I am reading https://limhyungtae.github.io/2022-04-01-IMU-Preintegration-(Easy)-4.-Derivation-of-Preintegrated-IMU-Measurements/
And trying to work my way through it, I already asked some questions wrt right-jacobians but I am also stuck on how you derive $Exp(\phi) R = R Exp(R^T \phi)$ We are working on SO(3).
$\phi$ is the vector representing a rotation where $||\phi||_2$ is the angle. I believe it is implicitly put in skew-symmetric form.
Naively expanding the series defintion hasn't lead me anywhere
The notation used in your question is confusing and is actually hiding important details. What I think is going on here is that vector argument of exponential map is transformed into skew-symmetric matrix under the hood.

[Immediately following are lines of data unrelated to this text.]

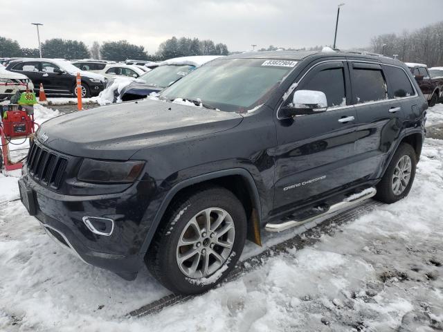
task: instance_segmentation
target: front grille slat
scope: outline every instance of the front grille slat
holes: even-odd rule
[[[64,178],[68,159],[34,142],[28,153],[28,172],[35,181],[58,189]]]

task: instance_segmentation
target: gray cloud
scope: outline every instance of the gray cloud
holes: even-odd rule
[[[337,46],[364,46],[372,37],[411,31],[443,19],[442,0],[344,0]],[[2,1],[0,35],[37,47],[31,22],[44,24],[43,40],[127,39],[154,52],[172,36],[211,39],[244,50],[251,44],[303,47],[332,44],[339,1],[101,0]]]

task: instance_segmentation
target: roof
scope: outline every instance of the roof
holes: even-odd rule
[[[427,66],[424,64],[415,64],[414,62],[405,62],[405,64],[410,68],[414,67],[427,67]]]
[[[222,55],[195,55],[192,57],[174,57],[163,61],[159,64],[159,66],[165,65],[189,65],[199,67],[206,62],[209,62],[215,59],[221,57]]]

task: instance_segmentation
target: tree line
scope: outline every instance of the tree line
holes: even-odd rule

Let me explain:
Let $v$ be a 3d vector, $[v]_×$ be a $3 \times 3$ skew-symmetric matrix (a.k.a. the "cross product" matrix) of veector $v$ and $R$ be a $3 \times 3$ rotation matrix.
The skew-symmetric matrix $[v]_×$ belongs to the Lie algebra of the rotation group SO(3) so the expomential map $\exp([v]_×)$ gives a rotation matrix via Rodrigues formula.

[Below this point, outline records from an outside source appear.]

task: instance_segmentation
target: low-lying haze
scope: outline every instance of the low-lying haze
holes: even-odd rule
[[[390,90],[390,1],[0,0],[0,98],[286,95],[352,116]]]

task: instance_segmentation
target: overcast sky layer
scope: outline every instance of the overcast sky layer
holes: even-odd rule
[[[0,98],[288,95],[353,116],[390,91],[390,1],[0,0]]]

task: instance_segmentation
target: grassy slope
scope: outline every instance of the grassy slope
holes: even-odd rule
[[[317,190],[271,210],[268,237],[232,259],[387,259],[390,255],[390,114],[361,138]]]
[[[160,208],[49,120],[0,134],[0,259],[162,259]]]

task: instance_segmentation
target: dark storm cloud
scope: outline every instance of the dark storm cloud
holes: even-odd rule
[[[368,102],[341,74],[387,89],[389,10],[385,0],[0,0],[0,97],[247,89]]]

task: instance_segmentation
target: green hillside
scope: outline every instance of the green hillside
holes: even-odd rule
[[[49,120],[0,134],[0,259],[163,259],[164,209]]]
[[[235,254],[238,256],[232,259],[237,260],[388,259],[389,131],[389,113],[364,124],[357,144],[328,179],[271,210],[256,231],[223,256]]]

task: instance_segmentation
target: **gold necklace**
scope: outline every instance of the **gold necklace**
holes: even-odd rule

The notation you're using is "wrong" in the sense thar you are applying the exponential map to a vector $v$ like $\exp(v)$. That doesn't make actual sense. But it seem the author you are following has stablished the following abuse of notation: $\exp(v) = \exp([v]_×)$.
The skew-symmetric matrices forms a vector space and rotations can be applied to them where the following identity holds:
$[R \ v]_× = R \ [v]_× \ R^T$
So the following relation holds:
$\exp([R \ v]_×) = \exp(R \ [v]_× \ R^T)$
But $\exp(R \ [v]_× \ R^T) = R \ \exp([v]_×) \ R^T$ as can be checked by expanding $\exp(R \ [v]_× \ R^T)$ using the Rodrigues formula, so:
$\exp([R \ v]_×) = R \ \exp([v]_×) \ R^T$
Then going back to your question, it is basically:
$\exp([v]_×) \ R = R \ \exp([R^T \ v]_×)$
Which can be rewrited as:
$R^T \ \exp([v]_×) \ R = \exp([R^T \ v]_×)$
Which clearly holds.